Published: Thursday, January 30, 2014

Updated: Thursday, January 30, 2014 16:01

AllisonPrice

Photo by Adam Sauceda

Allison Price

College. One word that can mean 100 different things. For some, college might be all about the parties and for others it could be about snagging a degree as soon as possible and moving on with life and a career.


For me, college was a dream that I knew I wanted to come true.


I am a first-generation college student. My parents were not given the opportunity to further their education. Ever since I was able to understand how college could have impacted their lives, I knew that I wanted to make a difference in my own life and have the chance to attend college.


There are many people who are also first-generation students. It is comforting to know that you aren’t alone in a big sea of people. What all of the first-generation students might not realize is that we are coming into a new world.


Since my mom nor dad went to college, I didn’t know what to expect. Everyone says that college is harder than high school. Even if that might be true, it could be different on each person’s standards. It is like running into a battlefield blindfolded.


Everyone works on different levels so of course, college could be hard or easy for any student. I didn’t know what I could have been getting myself into but I did know that the outcome was going to be worth it in the end.


College. This can also be known as some of the best years of your life. Even though I didn’t know what to expect, I am so happy I made the decision to come to college. I not only want to do it for myself but to show my parents and my family that I can make a difference.


I still remember when I first drove on to campus and met my roommate (who is still my roommate) and got to enjoy some of the weekend activities offered. I knew from that point that I was going to okay.


My new transition was one that I wanted and it was only going to help me grow as a person.

I wish my parents were able to go to college but I know that they support me through everything. Their support is very strong and I am thankful for them.

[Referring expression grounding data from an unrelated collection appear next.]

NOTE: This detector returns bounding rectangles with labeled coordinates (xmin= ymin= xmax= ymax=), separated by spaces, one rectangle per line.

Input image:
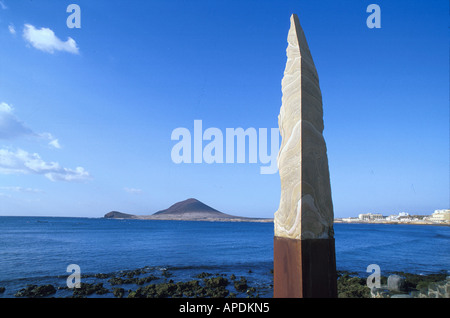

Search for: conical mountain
xmin=104 ymin=198 xmax=272 ymax=222
xmin=153 ymin=198 xmax=233 ymax=218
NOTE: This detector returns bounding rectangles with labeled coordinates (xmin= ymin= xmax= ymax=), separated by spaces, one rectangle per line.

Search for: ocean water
xmin=0 ymin=216 xmax=449 ymax=297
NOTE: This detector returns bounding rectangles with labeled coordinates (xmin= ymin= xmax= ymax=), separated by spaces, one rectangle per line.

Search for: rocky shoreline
xmin=337 ymin=270 xmax=449 ymax=298
xmin=1 ymin=267 xmax=448 ymax=298
xmin=0 ymin=266 xmax=271 ymax=299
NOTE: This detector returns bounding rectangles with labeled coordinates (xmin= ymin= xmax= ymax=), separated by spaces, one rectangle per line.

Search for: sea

No one should ever be afraid of college because it truly is some of the best years of life.


Adam Sauceda

Being the middle child, I was hardly the first at anything, but when my brother joined the Navy after high school, I had my chance to be the first to college.

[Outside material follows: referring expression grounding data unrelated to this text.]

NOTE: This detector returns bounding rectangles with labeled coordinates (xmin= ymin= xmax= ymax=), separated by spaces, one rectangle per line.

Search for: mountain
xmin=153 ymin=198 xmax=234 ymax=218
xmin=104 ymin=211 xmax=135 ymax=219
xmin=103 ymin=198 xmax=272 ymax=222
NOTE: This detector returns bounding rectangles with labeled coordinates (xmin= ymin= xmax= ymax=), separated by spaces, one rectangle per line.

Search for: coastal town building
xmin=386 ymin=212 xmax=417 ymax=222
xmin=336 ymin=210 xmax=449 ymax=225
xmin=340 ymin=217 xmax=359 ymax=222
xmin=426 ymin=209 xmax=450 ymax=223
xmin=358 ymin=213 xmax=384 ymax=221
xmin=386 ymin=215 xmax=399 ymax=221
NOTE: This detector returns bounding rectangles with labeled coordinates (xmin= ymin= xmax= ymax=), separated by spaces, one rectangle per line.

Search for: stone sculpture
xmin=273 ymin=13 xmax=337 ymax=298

However, with first time experience comes first time problems.


My biggest problem: financial aid.


My grades were just good and I was a great student, so I did not think I would have any problems.


Then came the mountain of paper work for FAFSA applications, tax returns and federal pell grant applications.

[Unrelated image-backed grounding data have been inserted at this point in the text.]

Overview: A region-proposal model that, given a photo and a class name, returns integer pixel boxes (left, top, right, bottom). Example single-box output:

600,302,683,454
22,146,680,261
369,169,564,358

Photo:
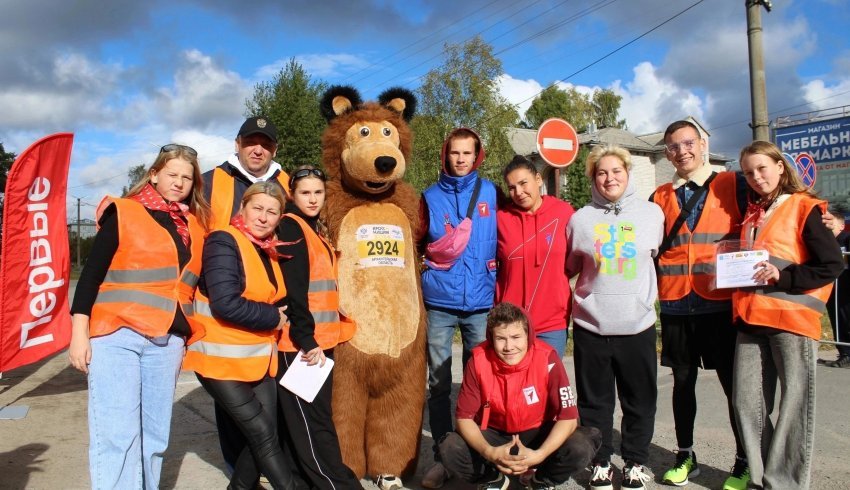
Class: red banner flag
1,133,74,373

In high school, I heard that FAFSA was enough to pay for my college if I qualified for the full amount.


I did, but boy was I wrong and problems quickly ensued.


I had never gone to a financial aid office. I had never had anyone tell me “this is what you do and how you do it.”


So, not having enough aid and with a few thousand dollars worth of loans, I withdrew from the university.


Unfortunately, the company I had acquired loans from had no grace period for paying them back if I had withdrawn and I could not get any other loans until I paid it off. Entirely.

So I spent the next few years working as anything from a substitute teacher to a DJ to a ranch hand to pay off my loan.


In fact, my sister, who graduated three years after me, finished college before I did.

All well, I was still the first one here. Right?

Now, hopefully all of you have this financial aid thing down, but in case you don’t, here are some quick tips:

1. The financial aid office and its workers are there to help. Go ask questions, get step by step instructions and get to know them. They will be invaluable throughout your college career.


2. Check your department for scholarships. Some of my most helpful scholarships have come from my department. Even if they are small, every bit helps.


3. Ask your classmates. As valuable as the financial aid office are the upper class man who have “been there, done that.” Despite my own issues entering college, I have now helped several incoming friends with their aid. It’s the least I can do, I was in their shoes once.